She took no notice at first. He repeated his question. She looked as though she could have struck him.

“Key!” she echoed scornfully. “What does it matter? Why do you ask me about keys at a moment like this? There’s only one thing that matters—he must be saved. You must do something. Take back something you have said. Of course, I know he did it, or I should be with him at this moment. He’s not bad. He mustn’t be killed. I—oh, my God!”

She began to sob again. He laid his hand upon her shoulder.

“Listen,” he said, “I will do all that I can, I promise you, but you must tell me what this key is. I have a reason for asking.”

“It came from some safe-makers about eleven months ago,” she answered wearily. “They said it was the duplicate which my uncle had ordered the last time he was in London.”

He removed the chain from her neck, crossed the room and entered the little annex, the door of which, since the burglary, had stood open, and where, in a corner, a rusty old safe had been fitted into the wall. At the first turn the key slipped in and the lock yielded. He swung the door open. In the darkness there was the gleam of a bulky white envelope. He took it out. It was addressed to Claire Endacott. He examined it for a moment. Then he closed the safe and returned to the library.

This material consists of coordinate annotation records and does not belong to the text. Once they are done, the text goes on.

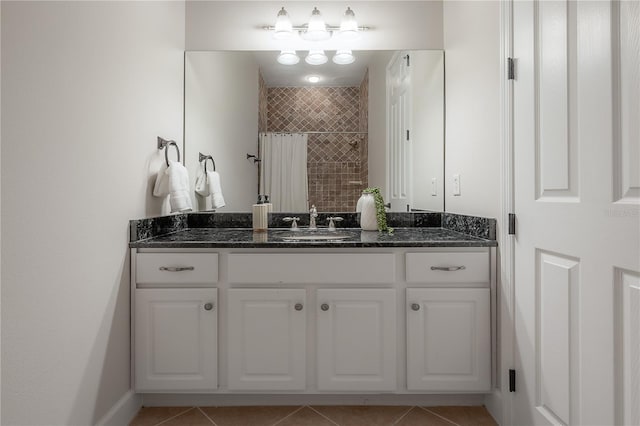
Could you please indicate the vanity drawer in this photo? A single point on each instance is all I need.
(299, 268)
(447, 267)
(176, 268)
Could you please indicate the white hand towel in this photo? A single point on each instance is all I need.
(179, 197)
(202, 183)
(217, 200)
(161, 187)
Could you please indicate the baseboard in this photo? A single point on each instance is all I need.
(123, 411)
(181, 400)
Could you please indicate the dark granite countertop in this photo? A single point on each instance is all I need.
(281, 238)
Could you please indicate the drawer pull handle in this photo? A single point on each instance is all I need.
(176, 268)
(447, 268)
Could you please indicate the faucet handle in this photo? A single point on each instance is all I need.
(293, 220)
(332, 219)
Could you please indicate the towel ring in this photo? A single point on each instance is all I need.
(163, 143)
(202, 157)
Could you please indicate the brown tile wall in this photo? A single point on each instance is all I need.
(262, 104)
(334, 161)
(364, 125)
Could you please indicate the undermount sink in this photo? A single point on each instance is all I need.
(318, 237)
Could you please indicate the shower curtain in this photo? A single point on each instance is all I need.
(283, 171)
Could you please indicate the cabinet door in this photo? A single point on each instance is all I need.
(176, 337)
(266, 339)
(448, 340)
(356, 339)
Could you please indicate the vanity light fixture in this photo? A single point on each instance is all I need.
(316, 57)
(288, 57)
(348, 26)
(284, 28)
(316, 29)
(343, 57)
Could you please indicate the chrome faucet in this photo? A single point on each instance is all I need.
(313, 213)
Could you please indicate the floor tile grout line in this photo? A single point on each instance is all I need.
(443, 418)
(208, 418)
(173, 417)
(313, 409)
(288, 415)
(404, 415)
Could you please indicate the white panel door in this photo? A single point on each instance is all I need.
(356, 339)
(176, 337)
(266, 339)
(448, 339)
(576, 162)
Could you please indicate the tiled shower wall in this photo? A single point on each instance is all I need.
(335, 161)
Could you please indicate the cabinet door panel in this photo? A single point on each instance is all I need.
(356, 339)
(448, 339)
(175, 339)
(267, 344)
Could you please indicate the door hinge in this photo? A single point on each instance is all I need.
(512, 224)
(511, 72)
(512, 380)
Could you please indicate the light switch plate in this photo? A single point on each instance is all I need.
(456, 184)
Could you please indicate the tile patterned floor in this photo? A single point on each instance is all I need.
(314, 416)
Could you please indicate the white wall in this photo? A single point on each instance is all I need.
(378, 121)
(472, 90)
(427, 129)
(221, 120)
(86, 88)
(237, 25)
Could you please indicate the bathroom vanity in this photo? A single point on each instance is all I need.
(225, 310)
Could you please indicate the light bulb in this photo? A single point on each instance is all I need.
(316, 28)
(348, 26)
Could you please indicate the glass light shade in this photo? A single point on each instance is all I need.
(288, 57)
(316, 29)
(348, 26)
(316, 57)
(283, 27)
(343, 57)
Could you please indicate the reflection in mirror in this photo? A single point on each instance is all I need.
(354, 122)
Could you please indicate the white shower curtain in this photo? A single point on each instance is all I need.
(283, 171)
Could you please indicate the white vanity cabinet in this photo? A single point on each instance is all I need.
(356, 339)
(448, 306)
(176, 339)
(313, 321)
(266, 339)
(175, 322)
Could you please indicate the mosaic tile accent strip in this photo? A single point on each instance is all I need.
(481, 227)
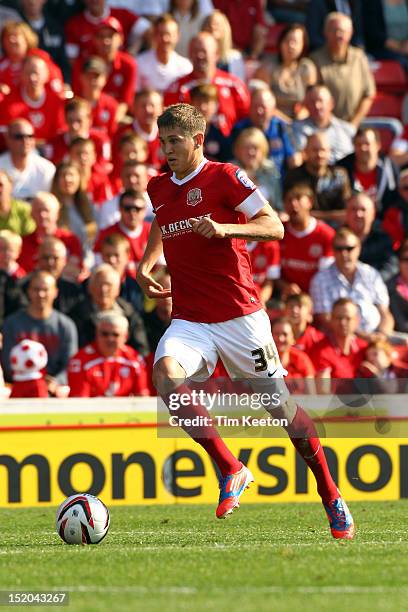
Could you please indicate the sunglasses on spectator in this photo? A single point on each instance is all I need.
(21, 136)
(344, 247)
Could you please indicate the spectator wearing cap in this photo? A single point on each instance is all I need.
(233, 95)
(92, 79)
(349, 277)
(319, 104)
(307, 244)
(28, 171)
(108, 367)
(329, 182)
(344, 70)
(161, 65)
(121, 66)
(376, 245)
(395, 220)
(80, 29)
(369, 170)
(15, 215)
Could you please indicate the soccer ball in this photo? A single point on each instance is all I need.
(82, 519)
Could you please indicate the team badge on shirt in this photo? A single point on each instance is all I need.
(244, 179)
(194, 197)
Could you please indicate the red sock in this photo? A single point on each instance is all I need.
(207, 435)
(304, 438)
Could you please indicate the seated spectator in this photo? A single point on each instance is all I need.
(386, 30)
(262, 116)
(10, 249)
(189, 15)
(133, 176)
(80, 28)
(115, 250)
(18, 41)
(217, 146)
(369, 170)
(317, 14)
(231, 60)
(121, 66)
(40, 322)
(299, 311)
(395, 221)
(32, 100)
(28, 171)
(78, 118)
(92, 81)
(251, 154)
(161, 65)
(295, 361)
(319, 103)
(376, 245)
(307, 244)
(28, 360)
(93, 177)
(102, 296)
(349, 277)
(344, 70)
(132, 225)
(247, 24)
(76, 211)
(108, 367)
(49, 30)
(398, 289)
(15, 215)
(233, 94)
(265, 259)
(290, 73)
(340, 354)
(329, 182)
(45, 211)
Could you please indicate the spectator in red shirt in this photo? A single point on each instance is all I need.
(247, 23)
(307, 244)
(233, 95)
(78, 118)
(295, 361)
(45, 212)
(299, 311)
(32, 100)
(132, 225)
(92, 79)
(340, 354)
(108, 367)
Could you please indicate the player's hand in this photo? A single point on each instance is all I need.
(207, 228)
(151, 287)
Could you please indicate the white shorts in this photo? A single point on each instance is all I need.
(245, 346)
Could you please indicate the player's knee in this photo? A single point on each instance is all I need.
(167, 375)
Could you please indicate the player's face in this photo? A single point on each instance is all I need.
(180, 151)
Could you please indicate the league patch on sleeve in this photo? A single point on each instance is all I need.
(244, 179)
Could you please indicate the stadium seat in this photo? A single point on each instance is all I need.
(386, 105)
(389, 76)
(272, 37)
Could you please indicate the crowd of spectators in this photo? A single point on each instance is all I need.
(82, 84)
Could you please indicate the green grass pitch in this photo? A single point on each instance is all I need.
(174, 558)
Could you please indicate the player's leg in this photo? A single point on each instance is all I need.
(183, 352)
(248, 350)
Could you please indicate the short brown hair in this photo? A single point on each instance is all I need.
(183, 116)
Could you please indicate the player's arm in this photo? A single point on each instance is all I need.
(154, 249)
(264, 225)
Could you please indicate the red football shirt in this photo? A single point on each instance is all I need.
(233, 97)
(211, 280)
(301, 252)
(90, 374)
(46, 115)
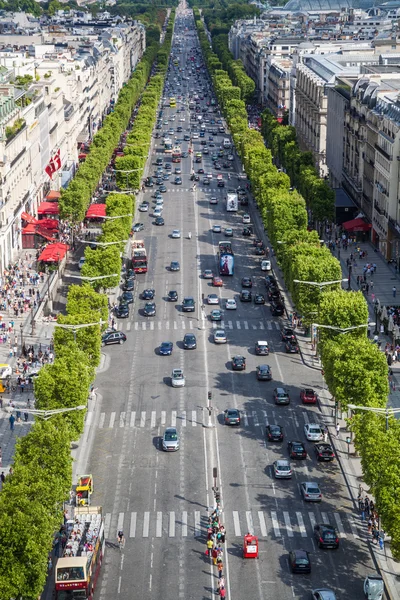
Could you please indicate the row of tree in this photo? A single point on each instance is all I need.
(356, 371)
(31, 500)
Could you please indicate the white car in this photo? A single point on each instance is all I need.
(220, 336)
(177, 378)
(313, 432)
(230, 304)
(212, 299)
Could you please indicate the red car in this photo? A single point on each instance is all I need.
(308, 396)
(217, 282)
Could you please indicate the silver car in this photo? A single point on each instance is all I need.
(171, 440)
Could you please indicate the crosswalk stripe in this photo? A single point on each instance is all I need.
(275, 523)
(263, 526)
(288, 524)
(300, 521)
(236, 523)
(339, 525)
(132, 528)
(159, 524)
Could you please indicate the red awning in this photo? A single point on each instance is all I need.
(53, 252)
(95, 211)
(357, 225)
(48, 208)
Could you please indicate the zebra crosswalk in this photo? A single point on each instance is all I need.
(151, 325)
(265, 524)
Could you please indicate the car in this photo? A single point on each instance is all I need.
(122, 311)
(231, 416)
(299, 561)
(277, 308)
(291, 347)
(326, 536)
(149, 309)
(261, 348)
(313, 432)
(165, 348)
(212, 299)
(177, 378)
(127, 297)
(189, 341)
(274, 433)
(264, 373)
(324, 452)
(188, 304)
(282, 469)
(308, 396)
(217, 281)
(259, 299)
(246, 296)
(310, 491)
(129, 285)
(113, 337)
(220, 336)
(170, 442)
(172, 296)
(287, 333)
(238, 363)
(148, 294)
(247, 282)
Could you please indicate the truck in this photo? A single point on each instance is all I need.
(232, 202)
(139, 257)
(77, 571)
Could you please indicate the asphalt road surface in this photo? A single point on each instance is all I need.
(162, 500)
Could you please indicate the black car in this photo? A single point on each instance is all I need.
(299, 561)
(149, 309)
(122, 311)
(274, 433)
(127, 297)
(148, 294)
(297, 450)
(245, 296)
(189, 341)
(113, 337)
(326, 536)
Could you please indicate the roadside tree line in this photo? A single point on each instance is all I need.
(356, 371)
(31, 501)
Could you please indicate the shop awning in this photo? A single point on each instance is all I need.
(53, 252)
(357, 225)
(48, 208)
(96, 211)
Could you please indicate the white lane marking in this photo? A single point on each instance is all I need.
(236, 523)
(263, 526)
(288, 523)
(146, 524)
(132, 529)
(302, 528)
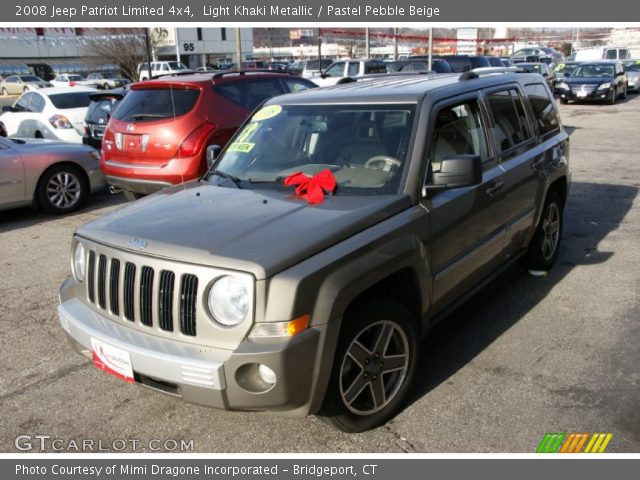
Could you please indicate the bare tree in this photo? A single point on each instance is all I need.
(125, 47)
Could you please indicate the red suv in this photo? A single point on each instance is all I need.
(158, 135)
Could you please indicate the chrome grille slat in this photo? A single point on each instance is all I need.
(114, 287)
(91, 273)
(146, 296)
(102, 282)
(188, 299)
(165, 300)
(129, 291)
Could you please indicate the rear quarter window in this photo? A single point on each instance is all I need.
(156, 104)
(544, 110)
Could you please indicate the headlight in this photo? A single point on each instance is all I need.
(78, 262)
(229, 300)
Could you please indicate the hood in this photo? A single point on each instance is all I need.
(588, 80)
(258, 231)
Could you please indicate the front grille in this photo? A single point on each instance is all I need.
(583, 87)
(142, 294)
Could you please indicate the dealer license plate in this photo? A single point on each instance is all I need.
(112, 360)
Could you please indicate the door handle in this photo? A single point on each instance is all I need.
(494, 188)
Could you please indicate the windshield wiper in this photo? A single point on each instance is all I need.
(236, 181)
(138, 116)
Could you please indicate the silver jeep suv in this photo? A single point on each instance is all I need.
(301, 273)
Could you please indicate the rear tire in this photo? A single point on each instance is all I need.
(545, 244)
(62, 189)
(374, 365)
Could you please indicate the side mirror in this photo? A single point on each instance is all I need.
(212, 153)
(456, 171)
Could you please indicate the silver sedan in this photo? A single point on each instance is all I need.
(54, 176)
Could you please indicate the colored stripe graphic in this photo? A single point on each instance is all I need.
(556, 442)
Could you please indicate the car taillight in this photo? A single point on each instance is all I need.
(193, 143)
(60, 121)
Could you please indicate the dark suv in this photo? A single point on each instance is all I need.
(334, 230)
(159, 134)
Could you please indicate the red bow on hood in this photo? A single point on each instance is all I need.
(312, 188)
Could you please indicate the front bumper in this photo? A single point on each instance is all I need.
(601, 95)
(207, 376)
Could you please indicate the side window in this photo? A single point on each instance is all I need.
(37, 103)
(22, 104)
(294, 85)
(543, 108)
(458, 131)
(260, 90)
(510, 120)
(336, 70)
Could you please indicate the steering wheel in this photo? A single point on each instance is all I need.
(385, 162)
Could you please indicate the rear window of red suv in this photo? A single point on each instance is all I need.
(147, 105)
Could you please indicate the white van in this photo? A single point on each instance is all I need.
(160, 68)
(602, 53)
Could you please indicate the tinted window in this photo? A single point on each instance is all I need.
(260, 90)
(545, 112)
(335, 70)
(294, 85)
(155, 104)
(509, 117)
(37, 103)
(70, 100)
(458, 131)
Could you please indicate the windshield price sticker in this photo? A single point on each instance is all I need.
(241, 147)
(267, 112)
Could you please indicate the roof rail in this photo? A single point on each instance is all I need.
(478, 72)
(248, 70)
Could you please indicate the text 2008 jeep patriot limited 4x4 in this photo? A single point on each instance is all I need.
(300, 274)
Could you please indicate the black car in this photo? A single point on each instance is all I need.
(560, 71)
(419, 64)
(100, 109)
(604, 81)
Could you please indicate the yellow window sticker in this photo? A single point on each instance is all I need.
(241, 147)
(267, 112)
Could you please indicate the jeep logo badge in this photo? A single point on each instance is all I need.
(137, 243)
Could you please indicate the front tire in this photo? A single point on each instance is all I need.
(373, 368)
(545, 244)
(62, 189)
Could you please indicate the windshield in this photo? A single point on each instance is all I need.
(364, 146)
(71, 100)
(593, 70)
(563, 68)
(156, 104)
(315, 65)
(177, 66)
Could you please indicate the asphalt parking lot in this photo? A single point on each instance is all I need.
(524, 357)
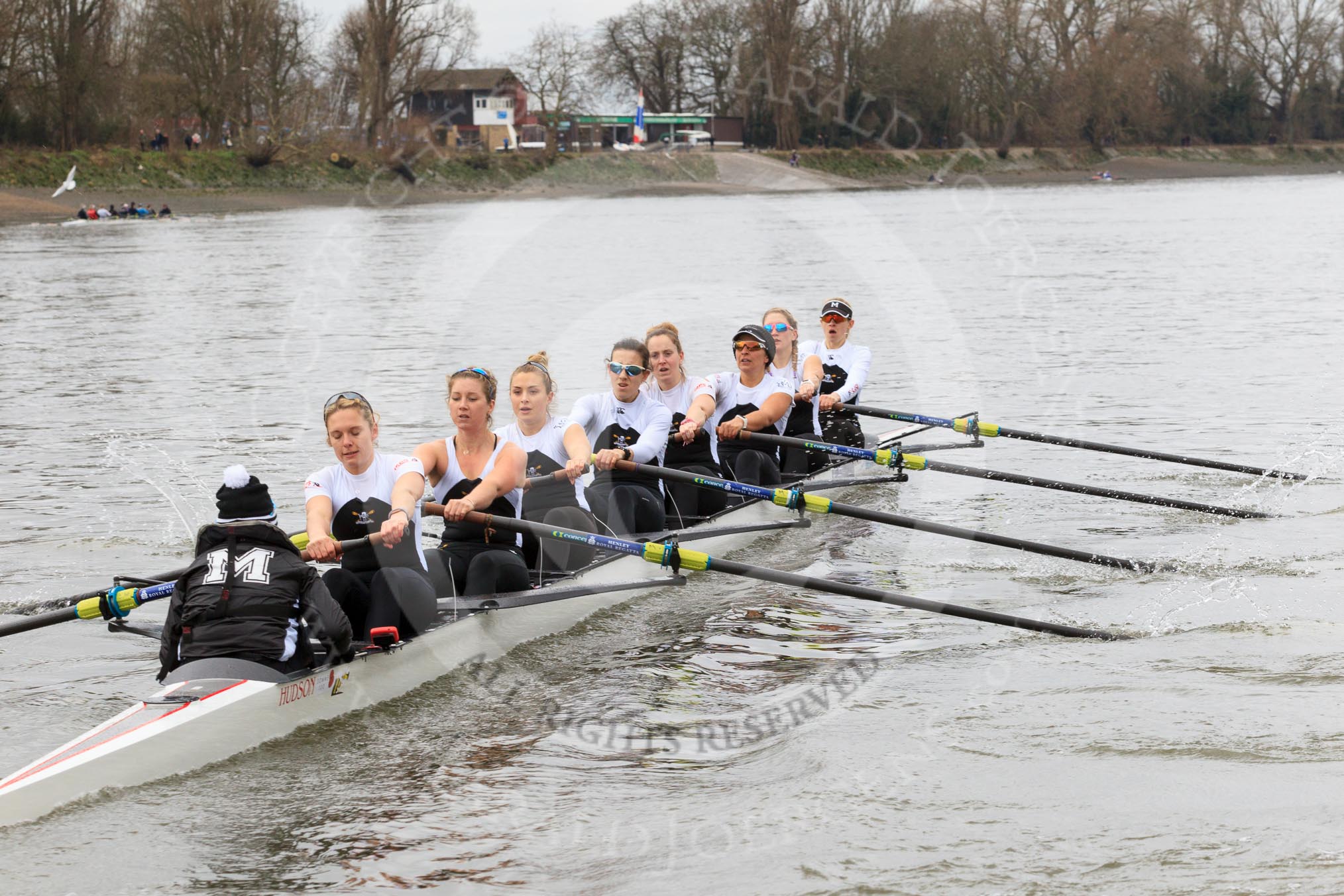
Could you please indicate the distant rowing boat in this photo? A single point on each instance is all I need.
(211, 710)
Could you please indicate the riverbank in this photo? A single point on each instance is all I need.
(223, 182)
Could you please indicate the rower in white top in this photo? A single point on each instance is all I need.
(844, 368)
(554, 445)
(804, 372)
(694, 446)
(750, 398)
(626, 425)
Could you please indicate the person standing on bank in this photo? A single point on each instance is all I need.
(248, 594)
(476, 469)
(844, 370)
(626, 425)
(366, 492)
(804, 374)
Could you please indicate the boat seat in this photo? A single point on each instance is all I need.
(225, 668)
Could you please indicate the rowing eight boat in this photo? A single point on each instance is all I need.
(211, 710)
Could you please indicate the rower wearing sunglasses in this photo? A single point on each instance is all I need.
(367, 492)
(626, 425)
(475, 469)
(804, 372)
(750, 398)
(553, 443)
(844, 371)
(693, 445)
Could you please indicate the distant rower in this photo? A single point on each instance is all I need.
(804, 374)
(750, 398)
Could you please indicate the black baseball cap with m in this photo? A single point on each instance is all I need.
(838, 307)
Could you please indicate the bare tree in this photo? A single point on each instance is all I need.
(1289, 44)
(553, 70)
(284, 66)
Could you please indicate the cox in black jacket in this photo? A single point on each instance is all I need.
(244, 595)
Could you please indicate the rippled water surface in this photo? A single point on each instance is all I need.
(729, 736)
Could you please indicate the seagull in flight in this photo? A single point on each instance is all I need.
(69, 184)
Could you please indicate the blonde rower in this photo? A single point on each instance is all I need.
(750, 398)
(804, 372)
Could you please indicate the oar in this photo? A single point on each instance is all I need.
(972, 426)
(678, 558)
(549, 478)
(119, 602)
(795, 500)
(895, 459)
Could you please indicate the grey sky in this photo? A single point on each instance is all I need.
(504, 25)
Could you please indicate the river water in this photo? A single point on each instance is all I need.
(779, 742)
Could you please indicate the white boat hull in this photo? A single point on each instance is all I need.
(156, 738)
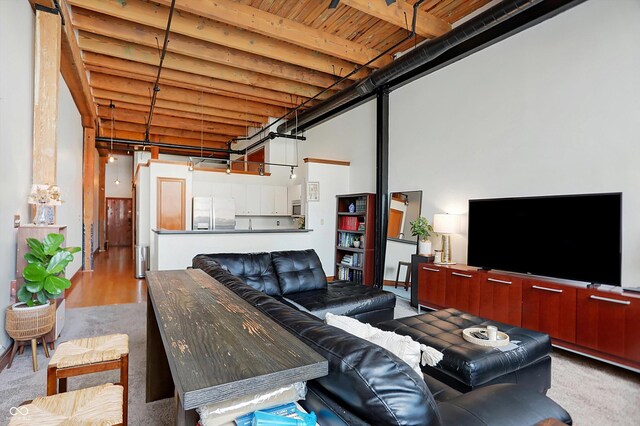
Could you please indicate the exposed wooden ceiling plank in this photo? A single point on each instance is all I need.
(177, 106)
(148, 55)
(174, 113)
(274, 26)
(159, 130)
(148, 36)
(399, 14)
(140, 117)
(208, 30)
(142, 88)
(189, 81)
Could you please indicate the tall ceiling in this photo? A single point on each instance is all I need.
(232, 64)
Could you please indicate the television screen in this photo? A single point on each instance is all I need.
(576, 237)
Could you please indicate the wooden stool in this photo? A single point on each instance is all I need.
(99, 405)
(407, 277)
(90, 355)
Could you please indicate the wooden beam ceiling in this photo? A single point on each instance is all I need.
(148, 36)
(215, 32)
(399, 14)
(123, 68)
(274, 26)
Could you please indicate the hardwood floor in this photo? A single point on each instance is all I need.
(110, 283)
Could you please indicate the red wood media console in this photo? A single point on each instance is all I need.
(601, 322)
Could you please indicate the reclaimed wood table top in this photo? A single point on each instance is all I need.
(220, 347)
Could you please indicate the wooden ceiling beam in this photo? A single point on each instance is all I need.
(190, 81)
(399, 14)
(72, 68)
(159, 130)
(148, 55)
(140, 117)
(177, 106)
(142, 88)
(279, 28)
(218, 33)
(174, 113)
(148, 36)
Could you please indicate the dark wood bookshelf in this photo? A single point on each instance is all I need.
(363, 220)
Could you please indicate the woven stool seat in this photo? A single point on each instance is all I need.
(90, 350)
(96, 406)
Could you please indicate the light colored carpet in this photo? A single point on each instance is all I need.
(593, 392)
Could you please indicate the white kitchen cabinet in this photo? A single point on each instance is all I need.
(267, 200)
(253, 199)
(239, 194)
(280, 200)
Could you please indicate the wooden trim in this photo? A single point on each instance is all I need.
(183, 190)
(325, 161)
(89, 196)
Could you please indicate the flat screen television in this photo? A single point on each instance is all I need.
(575, 237)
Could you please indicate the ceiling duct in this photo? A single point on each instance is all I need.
(412, 60)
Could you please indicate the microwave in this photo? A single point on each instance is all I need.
(296, 208)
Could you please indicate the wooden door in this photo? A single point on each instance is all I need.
(608, 322)
(395, 223)
(550, 308)
(431, 285)
(119, 222)
(463, 291)
(171, 204)
(501, 298)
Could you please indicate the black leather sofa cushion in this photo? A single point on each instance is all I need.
(471, 364)
(255, 269)
(501, 405)
(298, 270)
(342, 298)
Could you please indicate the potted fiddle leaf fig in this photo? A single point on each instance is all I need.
(43, 280)
(422, 229)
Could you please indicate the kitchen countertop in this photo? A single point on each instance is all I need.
(231, 231)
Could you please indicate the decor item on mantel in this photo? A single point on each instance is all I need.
(422, 229)
(446, 224)
(44, 196)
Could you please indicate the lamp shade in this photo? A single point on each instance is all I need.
(446, 223)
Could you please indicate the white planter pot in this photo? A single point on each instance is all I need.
(22, 306)
(424, 247)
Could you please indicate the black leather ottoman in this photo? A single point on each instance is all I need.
(466, 366)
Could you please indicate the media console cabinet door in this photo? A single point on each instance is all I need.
(550, 308)
(171, 204)
(609, 323)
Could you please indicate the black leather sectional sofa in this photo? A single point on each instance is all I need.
(296, 278)
(367, 384)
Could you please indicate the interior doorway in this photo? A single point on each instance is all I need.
(119, 222)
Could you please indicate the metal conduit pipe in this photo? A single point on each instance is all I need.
(412, 60)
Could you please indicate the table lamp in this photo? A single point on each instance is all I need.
(446, 224)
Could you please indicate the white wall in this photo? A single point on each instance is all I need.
(16, 136)
(69, 172)
(121, 169)
(547, 111)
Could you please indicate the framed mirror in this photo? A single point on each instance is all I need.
(404, 208)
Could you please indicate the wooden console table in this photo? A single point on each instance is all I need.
(205, 344)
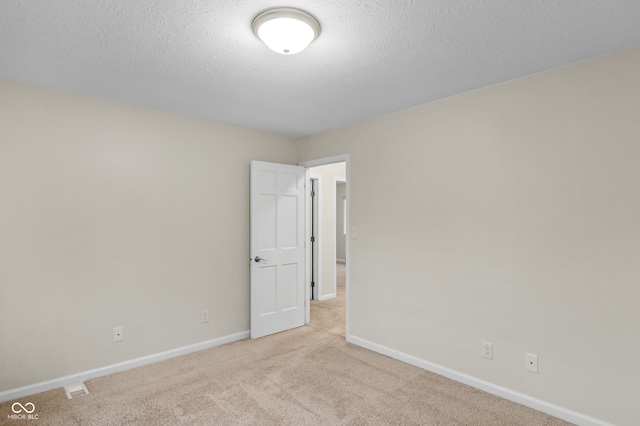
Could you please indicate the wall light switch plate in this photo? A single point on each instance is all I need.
(531, 362)
(118, 334)
(487, 350)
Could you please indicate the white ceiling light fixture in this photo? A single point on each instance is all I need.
(286, 30)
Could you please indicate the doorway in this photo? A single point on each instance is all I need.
(328, 222)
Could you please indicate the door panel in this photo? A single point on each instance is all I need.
(277, 248)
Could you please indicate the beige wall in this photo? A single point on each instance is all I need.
(327, 175)
(115, 215)
(520, 225)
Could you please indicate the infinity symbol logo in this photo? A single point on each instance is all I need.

“Miss Endacott,” he announced, “that key of yours has solved something which has puzzled me for a very long time. It has opened the old safe here. The other key to it was inside. This letter, as you see, is for you. I have always felt convinced that your uncle, before his death, had succeeded in making some sort of a translation of the document which he possessed, indicating the whereabouts of the jewels. This is probably the solution.”

She flung the letter away and, but for his intervention, would have trampled it with her foot upon the floor.

“Do something!” she begged. “You must stop what is going to happen. It isn’t fair. It isn’t right!”

He rescued the letter and himself broke the seal. She snatched it from his fingers.